Mein Engelsbody

Ich bekomme die Geschichte jedes Mal neu erzählt. Es dauert nie lange, bis jemand die alte Sache anspricht: „Wißt ihr noch damals, der Felix...“ Und dann lachen alle, hauen sich auf die Schenkel und geben mir zwinkernd Knuffis, daß man sich eigentlich mitfreuen müßte, wenn sie nur nicht alle über mich lachen würden. Dabei ist die Geschichte schon über zehn Jahre her, ich war damals in der fünften Klasse. Meine Mutter hatte mich beim Pfarrer für das Krippenspiel angemeldet.

Am 24. Dezember, dem Tag der Aufführung, konnte ich mich vor Aufregung gar nicht richtig auf die Geschenke freuen. Der Pfarrer hatte mich zu den Engeln abgeschoben, obwohl da sonst nur Mädchen waren. Und dann sollte ich auch noch einen Satz zu den Hirten sagen.
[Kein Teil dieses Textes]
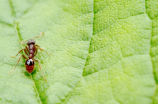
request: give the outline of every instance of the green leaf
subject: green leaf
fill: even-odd
[[[26,41],[41,62],[28,74]],[[157,0],[0,0],[0,104],[157,104]]]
Ich habe schon damals bei Problemen gerne zur Flasche gegriffen. Egal ob es sich um Müdigkeit, Kopfschmerzen, Liebeskummer oder übermäßige Nervosität handelt – bei mir hilft am besten ein kräftiger Schluck Coca-Cola. „Die Menge macht's!“ dachte ich mir und schenkte mir bei jeder Gelegenheit ein Gläschen ein.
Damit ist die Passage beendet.